Miller Ryan H, Pollard Chad A, Brogaard Kristin R, Olson Andrew C, Barney Ryan C, Lipshultz Larry I, Johnstone Erica B, Ibrahim Yetunde O, Hotaling James M, Schisterman Enrique F, Mumford Sunni L, Aston Kenneth I, Jenkins Tim G
Inherent Biosciences, Salt Lake City, UT, United States.
Department of Cell Biology and Physiology, Brigham Young University, Provo, UT, United States.
Front Genet. 2023 Jul 19;14:1125967. doi: 10.3389/fgene.2023.1125967. eCollection 2023.
Complex diseases have multifactorial etiologies making actionable diagnostic biomarkers difficult to identify. Diagnostic research must expand beyond single or a handful of genetic or epigenetic targets for complex disease and explore a broader system of biological pathways. With the objective to develop a diagnostic tool designed to analyze a comprehensive network of epigenetic profiles in complex diseases, we used publicly available DNA methylation data from over 2,400 samples representing 20 cell types and various diseases. This tool, rather than detecting differentially methylated regions at specific genes, measures the intra-individual methylation variability within gene promoters to identify global shifts away from healthy regulatory states. To assess this new approach, we explored three distinct questions: 1) Are profiles of epigenetic variability tissue-specific? 2) Do diseased tissues exhibit altered epigenetic variability compared to normal tissue? 3) Can epigenetic variability be detected in complex disease? Unsupervised clustering established that global epigenetic variability in promoter regions is tissue-specific and promoter regions that are the most epigenetically stable in a specific tissue are associated with genes known to be essential for its function. Furthermore, analysis of epigenetic variability in these most stable regions distinguishes between diseased and normal tissue in multiple complex diseases. Finally, we demonstrate the clinical utility of this new tool in the assessment of a multifactorial condition, male infertility. We show that epigenetic variability in purified sperm is correlated with live birth outcomes in couples undergoing intrauterine insemination (IUI), a common fertility procedure. Men with the least epigenetically variable promoters were almost twice as likely to father a child than men with the greatest number of epigenetically variable promoters. Interestingly, no such difference was identified in men undergoing fertilization (IVF), another common fertility procedure, suggesting this as a treatment to overcome higher levels of epigenetic variability when trying to conceive.

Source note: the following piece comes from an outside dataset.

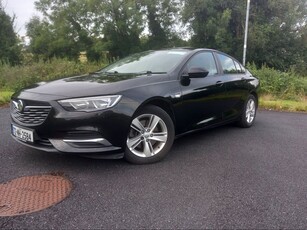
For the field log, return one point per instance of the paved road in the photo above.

复杂疾病具有多因素病因,使得难以确定可用于指导治疗的诊断生物标志物。对于复杂疾病的诊断研究必须超越单一或少数几个基因或表观遗传靶点,探索更广泛的生物通路系统。为了开发一种用于分析复杂疾病中表观遗传谱综合网络的诊断工具,我们使用了来自代表20种细胞类型和各种疾病的2400多个样本的公开可用DNA甲基化数据。该工具不是检测特定基因处的差异甲基化区域,而是测量基因启动子内个体甲基化变异性,以识别偏离健康调控状态的整体变化。为了评估这种新方法,我们探讨了三个不同的问题:1)表观遗传变异性谱是否具有组织特异性?2)与正常组织相比,患病组织的表观遗传变异性是否发生改变?3)能否在复杂疾病中检测到表观遗传变异性?无监督聚类表明,启动子区域的整体表观遗传变异性具有组织特异性,并且在特定组织中表观遗传最稳定的启动子区域与已知对其功能至关重要的基因相关。此外,对这些最稳定区域的表观遗传变异性分析能够区分多种复杂疾病中的患病组织和正常组织。最后,我们展示了这种新工具在评估多因素疾病男性不育症中的临床应用。我们发现,纯化精子中的表观遗传变异性与接受宫内人工授精(IUI,一种常见的生育程序)的夫妇的活产结局相关。启动子表观遗传变异性最小的男性生育孩子的可能性几乎是启动子表观遗传变异性最大的男性的两倍。有趣的是,在接受另一种常见生育程序体外受精(IVF)的男性中未发现这种差异,这表明这是一种在尝试受孕时克服较高表观遗传变异性水平的治疗方法。